Copyright has a history. This 18th century invention was created to provide a financial return to authors and publishers, and reading material to the public, thereby settling many long-standing market disputes. While the 1886 Berne Convention changed the basis of copyright from publication to authorship, the intent was the same–to provide for the active and professional writer or artist who created works for public dissemination.
The problem for archivists is that the vast majority of our collections were never written for public dissemination. They were not created by professional writers or artists. These mostly unpublished letters, diaries, emails, photos, and the like were simply byproducts of their creators’ lives. Sometimes even the creators’ names are a total mystery. These works are square pegs being pushed into the round hole of copyright, but they are invaluable to society. One need only look at Ken Burns’ popular documentary series on the American Civil War, in which unpublished letters defined the narrative, to see that archival holdings are not esoterica meant only for obscure studies. Rather, they contain the threads needed to weave an authentic picture of society. Whether for documentaries like Burns’s or books like Fernand Braudel's monumental work on the Mediterranean world in the age of Philip II, the copying and use of archives are essential to knowledge, culture, and education.
Copyright has adapted to new technologies, recently expanding to include born-digital materials.
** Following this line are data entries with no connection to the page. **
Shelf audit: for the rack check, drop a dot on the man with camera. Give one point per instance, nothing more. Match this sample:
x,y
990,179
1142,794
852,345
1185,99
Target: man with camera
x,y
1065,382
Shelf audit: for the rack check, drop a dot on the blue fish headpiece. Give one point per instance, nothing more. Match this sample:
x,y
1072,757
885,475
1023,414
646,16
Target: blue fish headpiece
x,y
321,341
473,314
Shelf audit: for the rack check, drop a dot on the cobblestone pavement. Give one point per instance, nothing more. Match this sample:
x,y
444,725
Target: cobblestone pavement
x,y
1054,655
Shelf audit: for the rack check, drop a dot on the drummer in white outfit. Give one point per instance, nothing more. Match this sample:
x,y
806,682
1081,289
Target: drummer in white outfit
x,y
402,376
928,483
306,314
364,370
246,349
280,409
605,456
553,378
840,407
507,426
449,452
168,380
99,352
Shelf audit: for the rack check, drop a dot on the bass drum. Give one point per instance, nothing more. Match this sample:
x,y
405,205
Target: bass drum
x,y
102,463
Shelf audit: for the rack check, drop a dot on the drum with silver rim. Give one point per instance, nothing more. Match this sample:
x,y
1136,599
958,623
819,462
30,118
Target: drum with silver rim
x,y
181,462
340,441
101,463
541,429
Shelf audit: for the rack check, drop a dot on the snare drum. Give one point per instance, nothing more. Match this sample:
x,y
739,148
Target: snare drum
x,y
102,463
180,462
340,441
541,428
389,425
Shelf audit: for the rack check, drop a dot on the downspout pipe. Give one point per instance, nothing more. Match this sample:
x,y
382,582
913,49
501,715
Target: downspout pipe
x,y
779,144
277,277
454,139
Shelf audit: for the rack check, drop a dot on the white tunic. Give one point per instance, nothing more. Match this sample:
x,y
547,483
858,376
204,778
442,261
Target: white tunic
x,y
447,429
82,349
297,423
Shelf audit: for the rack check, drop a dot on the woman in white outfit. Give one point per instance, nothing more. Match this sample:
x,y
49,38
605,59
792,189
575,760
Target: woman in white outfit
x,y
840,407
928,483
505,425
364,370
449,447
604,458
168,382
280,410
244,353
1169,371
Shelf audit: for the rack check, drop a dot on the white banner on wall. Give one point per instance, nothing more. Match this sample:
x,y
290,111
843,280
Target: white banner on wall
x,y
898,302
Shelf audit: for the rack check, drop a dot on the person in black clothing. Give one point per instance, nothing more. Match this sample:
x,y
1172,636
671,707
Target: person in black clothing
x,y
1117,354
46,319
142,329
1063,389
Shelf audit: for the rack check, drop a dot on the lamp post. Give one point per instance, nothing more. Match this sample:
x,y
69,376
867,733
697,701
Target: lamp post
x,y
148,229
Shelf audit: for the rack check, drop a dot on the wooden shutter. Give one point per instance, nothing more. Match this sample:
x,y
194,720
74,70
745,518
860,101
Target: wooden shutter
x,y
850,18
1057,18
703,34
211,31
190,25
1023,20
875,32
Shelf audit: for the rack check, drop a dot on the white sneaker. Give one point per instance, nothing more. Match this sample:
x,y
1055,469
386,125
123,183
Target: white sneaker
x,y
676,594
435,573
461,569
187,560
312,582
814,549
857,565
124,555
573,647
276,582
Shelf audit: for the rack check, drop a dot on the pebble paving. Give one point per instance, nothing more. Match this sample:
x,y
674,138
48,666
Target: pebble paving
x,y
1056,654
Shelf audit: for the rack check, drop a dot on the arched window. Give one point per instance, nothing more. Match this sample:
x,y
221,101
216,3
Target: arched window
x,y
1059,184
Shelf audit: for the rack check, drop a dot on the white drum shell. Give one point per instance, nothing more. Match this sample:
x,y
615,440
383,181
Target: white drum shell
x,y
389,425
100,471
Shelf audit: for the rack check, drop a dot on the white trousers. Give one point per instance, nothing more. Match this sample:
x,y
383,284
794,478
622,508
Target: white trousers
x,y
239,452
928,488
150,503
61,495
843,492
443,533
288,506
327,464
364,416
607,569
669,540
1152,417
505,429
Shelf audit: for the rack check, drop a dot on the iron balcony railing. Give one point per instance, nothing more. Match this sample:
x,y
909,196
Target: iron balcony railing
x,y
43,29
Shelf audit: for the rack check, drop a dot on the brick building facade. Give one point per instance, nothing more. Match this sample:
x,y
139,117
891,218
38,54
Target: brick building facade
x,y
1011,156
Archival documents in these new media are as essential as old paper to providing citizens with the information needed to hold their governments accountable and maintain society’s heritage. Without appropriate exemptions, however, we cannot make born-digital documents available for use.
Meanwhile, digital technology holds the promise of liberating our collections from their physical location. Theoretically, it is now possible for even remote schools, satellite university students, and the general public to make use of these primary sources. Yet, copyright prevents this, limiting research only to those wealthy enough to travel widely.
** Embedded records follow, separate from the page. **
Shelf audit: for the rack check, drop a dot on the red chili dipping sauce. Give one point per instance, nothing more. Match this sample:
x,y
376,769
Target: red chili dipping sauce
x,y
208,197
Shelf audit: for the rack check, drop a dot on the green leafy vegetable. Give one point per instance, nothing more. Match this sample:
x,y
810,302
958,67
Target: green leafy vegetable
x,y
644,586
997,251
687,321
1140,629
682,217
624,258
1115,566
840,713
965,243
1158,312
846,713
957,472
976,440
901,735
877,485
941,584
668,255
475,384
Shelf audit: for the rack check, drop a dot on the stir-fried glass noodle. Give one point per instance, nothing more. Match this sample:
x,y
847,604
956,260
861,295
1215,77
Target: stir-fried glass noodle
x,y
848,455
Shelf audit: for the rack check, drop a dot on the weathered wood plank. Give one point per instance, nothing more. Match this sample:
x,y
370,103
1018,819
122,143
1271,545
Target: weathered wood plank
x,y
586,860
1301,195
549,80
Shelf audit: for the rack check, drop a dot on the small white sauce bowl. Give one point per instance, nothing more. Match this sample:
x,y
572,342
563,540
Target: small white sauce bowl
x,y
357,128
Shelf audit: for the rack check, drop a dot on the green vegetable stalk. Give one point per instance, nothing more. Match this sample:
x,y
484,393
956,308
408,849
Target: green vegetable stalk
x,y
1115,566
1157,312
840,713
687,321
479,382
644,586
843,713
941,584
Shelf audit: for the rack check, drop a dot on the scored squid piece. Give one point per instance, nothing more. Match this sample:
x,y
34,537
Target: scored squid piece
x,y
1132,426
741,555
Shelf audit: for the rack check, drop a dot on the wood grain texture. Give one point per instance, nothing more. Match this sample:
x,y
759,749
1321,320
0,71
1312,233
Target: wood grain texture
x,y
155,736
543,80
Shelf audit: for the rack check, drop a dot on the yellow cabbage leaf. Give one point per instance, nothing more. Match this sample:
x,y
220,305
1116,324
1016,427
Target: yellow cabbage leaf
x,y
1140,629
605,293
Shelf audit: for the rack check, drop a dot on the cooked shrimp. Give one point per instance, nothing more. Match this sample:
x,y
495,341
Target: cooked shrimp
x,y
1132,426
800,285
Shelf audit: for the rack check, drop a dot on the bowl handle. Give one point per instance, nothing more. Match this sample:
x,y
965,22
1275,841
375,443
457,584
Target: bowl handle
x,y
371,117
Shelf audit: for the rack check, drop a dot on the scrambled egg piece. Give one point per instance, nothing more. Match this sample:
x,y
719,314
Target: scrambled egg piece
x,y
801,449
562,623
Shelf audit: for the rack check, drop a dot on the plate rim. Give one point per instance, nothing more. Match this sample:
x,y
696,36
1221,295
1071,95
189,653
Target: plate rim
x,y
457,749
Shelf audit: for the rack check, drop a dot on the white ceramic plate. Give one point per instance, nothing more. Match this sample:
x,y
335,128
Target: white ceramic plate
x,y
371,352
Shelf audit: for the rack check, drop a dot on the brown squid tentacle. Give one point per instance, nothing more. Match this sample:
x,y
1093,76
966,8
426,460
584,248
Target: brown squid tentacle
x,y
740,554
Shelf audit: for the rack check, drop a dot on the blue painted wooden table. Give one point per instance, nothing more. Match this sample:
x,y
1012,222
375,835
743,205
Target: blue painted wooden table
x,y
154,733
In short, strict adherence to current copyright rules makes it virtually impossible for the world’s archives to fulfill their educational and cultural missions. We preside over works rarely created for public dissemination or economic profit. For most works, there is no market structure for working with rights-holders. Yet copyright requires us to follow the same rules as commercial enterprises, thus preventing us from serving researchers, especially via new technology–our users’ medium of choice.
The proposal for a library and archives exception for preservation is important to the mission of archivists. To be able to meet the needs of our users, whether established university professors or school children, an exception for preservation is essential. By supporting the right to make preservation and safeguard copies, copyright exceptions and limitations will ensure that the children of these professors and children of today’s school children will have access to the same rich sources of documents that can be found in archives today. This will enable a sustained understanding of society and transmission of cultural heritage.
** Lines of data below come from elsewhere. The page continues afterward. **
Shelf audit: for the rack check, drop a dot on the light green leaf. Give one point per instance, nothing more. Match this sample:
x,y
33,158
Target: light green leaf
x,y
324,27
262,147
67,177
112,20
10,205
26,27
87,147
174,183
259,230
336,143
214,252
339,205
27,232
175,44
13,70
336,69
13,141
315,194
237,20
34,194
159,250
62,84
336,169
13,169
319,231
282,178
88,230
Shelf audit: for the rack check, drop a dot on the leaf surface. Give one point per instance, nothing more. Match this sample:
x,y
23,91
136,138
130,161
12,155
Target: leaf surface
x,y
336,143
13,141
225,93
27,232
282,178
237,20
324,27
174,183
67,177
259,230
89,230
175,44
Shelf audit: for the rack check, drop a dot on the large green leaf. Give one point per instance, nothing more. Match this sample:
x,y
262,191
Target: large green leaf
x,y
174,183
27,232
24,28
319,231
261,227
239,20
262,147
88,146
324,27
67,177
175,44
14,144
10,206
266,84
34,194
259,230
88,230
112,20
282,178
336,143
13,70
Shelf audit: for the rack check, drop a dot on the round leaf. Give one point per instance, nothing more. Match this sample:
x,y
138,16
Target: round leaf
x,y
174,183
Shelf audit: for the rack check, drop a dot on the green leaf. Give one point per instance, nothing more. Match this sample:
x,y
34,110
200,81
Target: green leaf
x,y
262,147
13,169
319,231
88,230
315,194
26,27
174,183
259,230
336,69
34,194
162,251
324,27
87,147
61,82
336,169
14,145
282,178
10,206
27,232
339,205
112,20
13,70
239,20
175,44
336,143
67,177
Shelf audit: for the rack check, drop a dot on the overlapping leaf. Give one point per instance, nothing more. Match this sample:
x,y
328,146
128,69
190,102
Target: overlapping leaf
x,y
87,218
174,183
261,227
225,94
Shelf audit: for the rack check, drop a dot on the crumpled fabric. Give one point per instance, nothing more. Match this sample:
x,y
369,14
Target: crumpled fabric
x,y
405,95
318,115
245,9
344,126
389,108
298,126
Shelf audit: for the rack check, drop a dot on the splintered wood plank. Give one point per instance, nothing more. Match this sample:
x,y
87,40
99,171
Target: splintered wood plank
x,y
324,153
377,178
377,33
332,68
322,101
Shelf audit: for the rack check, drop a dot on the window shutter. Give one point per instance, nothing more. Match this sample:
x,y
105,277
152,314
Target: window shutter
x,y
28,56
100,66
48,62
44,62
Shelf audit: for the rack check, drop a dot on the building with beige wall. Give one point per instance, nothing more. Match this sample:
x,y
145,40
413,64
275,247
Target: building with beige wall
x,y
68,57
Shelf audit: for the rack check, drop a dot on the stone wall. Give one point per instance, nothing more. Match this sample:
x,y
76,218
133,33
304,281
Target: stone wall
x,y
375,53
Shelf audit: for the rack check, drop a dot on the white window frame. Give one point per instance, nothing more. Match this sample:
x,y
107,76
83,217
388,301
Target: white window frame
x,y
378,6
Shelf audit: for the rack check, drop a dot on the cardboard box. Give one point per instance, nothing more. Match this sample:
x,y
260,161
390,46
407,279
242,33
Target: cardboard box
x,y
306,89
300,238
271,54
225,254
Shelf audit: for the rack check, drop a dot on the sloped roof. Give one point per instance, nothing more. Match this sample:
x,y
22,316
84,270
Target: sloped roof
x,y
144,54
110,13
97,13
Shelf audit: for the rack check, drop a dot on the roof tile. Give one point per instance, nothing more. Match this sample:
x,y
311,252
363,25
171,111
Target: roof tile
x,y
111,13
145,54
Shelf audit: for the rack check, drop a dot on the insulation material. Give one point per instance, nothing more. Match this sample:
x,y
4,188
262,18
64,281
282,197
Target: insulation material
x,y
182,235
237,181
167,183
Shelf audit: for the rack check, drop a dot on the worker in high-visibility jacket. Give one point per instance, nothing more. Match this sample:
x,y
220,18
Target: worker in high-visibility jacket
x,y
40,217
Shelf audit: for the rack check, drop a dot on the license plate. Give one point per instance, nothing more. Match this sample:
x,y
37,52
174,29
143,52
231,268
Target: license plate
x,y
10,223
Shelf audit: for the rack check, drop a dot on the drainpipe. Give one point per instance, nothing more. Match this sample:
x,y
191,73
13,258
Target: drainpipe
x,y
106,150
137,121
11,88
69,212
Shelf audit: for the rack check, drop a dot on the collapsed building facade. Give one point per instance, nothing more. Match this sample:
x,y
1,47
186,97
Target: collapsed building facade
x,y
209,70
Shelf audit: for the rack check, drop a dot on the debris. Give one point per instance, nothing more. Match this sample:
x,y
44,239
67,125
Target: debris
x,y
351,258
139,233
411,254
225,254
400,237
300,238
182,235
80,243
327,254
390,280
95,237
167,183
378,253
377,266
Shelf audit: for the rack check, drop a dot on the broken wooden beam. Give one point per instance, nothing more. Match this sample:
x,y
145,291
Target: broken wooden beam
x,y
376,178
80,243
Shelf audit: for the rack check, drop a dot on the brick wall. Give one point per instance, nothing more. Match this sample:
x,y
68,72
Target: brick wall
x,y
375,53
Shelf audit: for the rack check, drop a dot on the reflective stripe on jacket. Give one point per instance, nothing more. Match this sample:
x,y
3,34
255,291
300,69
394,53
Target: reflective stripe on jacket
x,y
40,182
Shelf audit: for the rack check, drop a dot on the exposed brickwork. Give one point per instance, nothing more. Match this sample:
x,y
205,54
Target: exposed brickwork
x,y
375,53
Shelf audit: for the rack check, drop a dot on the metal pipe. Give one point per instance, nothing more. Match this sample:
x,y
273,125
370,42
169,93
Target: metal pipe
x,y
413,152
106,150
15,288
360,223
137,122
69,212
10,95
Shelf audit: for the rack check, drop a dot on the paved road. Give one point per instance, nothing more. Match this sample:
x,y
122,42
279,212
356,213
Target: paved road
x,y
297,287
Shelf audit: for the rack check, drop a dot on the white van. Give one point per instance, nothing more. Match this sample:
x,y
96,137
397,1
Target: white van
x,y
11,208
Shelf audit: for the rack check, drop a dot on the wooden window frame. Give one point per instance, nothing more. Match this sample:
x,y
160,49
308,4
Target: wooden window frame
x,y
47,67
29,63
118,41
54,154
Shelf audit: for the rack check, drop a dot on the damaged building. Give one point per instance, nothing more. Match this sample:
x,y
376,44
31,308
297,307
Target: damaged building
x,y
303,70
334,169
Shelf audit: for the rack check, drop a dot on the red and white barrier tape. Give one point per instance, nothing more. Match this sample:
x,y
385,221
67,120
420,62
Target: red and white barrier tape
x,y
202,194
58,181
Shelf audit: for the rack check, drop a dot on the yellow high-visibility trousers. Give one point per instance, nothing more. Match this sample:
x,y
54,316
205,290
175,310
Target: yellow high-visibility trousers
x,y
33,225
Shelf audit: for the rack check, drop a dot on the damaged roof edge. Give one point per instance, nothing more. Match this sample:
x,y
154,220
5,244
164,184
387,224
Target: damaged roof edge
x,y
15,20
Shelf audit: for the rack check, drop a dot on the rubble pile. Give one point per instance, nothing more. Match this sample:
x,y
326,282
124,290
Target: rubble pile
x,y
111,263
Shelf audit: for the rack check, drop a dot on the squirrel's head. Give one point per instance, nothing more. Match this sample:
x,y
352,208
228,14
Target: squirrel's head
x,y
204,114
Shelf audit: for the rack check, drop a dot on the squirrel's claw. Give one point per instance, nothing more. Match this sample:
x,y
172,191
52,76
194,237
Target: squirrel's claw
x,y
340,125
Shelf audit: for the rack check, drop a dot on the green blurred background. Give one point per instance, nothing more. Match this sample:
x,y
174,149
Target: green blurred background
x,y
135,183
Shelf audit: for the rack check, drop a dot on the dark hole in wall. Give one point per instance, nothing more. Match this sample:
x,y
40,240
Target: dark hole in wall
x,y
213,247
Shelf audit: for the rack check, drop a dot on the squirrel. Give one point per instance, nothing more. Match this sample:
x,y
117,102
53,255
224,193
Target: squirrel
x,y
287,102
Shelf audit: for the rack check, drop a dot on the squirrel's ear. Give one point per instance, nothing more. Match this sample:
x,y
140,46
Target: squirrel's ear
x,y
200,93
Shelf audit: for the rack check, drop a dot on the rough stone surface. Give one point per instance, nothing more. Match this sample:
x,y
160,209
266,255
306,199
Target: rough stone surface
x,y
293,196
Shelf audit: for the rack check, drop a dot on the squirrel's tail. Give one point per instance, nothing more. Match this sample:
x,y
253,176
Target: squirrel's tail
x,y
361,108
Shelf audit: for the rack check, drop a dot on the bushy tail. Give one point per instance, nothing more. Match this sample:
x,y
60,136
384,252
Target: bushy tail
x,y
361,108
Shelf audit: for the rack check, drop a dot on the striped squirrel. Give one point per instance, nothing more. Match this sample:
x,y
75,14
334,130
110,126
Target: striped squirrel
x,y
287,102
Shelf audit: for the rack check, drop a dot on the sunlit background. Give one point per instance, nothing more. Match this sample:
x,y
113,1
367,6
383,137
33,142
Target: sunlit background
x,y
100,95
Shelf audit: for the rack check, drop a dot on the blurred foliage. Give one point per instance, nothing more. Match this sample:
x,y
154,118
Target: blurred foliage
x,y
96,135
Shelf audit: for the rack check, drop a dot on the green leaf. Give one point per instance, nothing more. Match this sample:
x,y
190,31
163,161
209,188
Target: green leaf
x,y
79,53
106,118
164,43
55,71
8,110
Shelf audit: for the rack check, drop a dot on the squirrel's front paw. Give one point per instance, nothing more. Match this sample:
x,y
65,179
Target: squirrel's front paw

Likewise, carefully crafted orphan works provisions are essential to our ability to fulfill the mission that society expects archives to pursue. Yes, an orphan works provision may be a difficult exception to draft. But it is both needed and possible. As the SCCR considers this issue, it is important to recognize that archivists assume that any such exception will include safeguards for circumstances when a rightsholder comes forward to assume ownership of the orphan. In such circumstances, the SAA is clearly on record that the appropriate response from an archives is to recognize the author’s right to require termination of the use of the work or to be provided of a reasonable compensation. (See: Response to Statement on Orphan Works (May 6, 2005) www2.archivists.org/statements/response-to-statement-on-orphan-works-pdf.)
Without specific archives and library exemptions, we lack the means to pursue our research and educational missions. We need a robust set of library and archives exemptions at the international treaty level to render copyright vital and useful to the modern archival and information world, thus ensuring copyright’s continued intellectual integrity.
In closing, the Society of American Archivists wishes to express its appreciation for the serious attention given to the matter of library and archives exceptions by the WIPO Secretariat and by all of the delegates to SCCR23.
* Mr. Maher (email@example.com) is University Archivist and Professor, University of Illinois, Urbana-Champaign, and a member of the Society of American Archivists’ Intellectual Property Working Group. He served as SAA President in 1997-1998.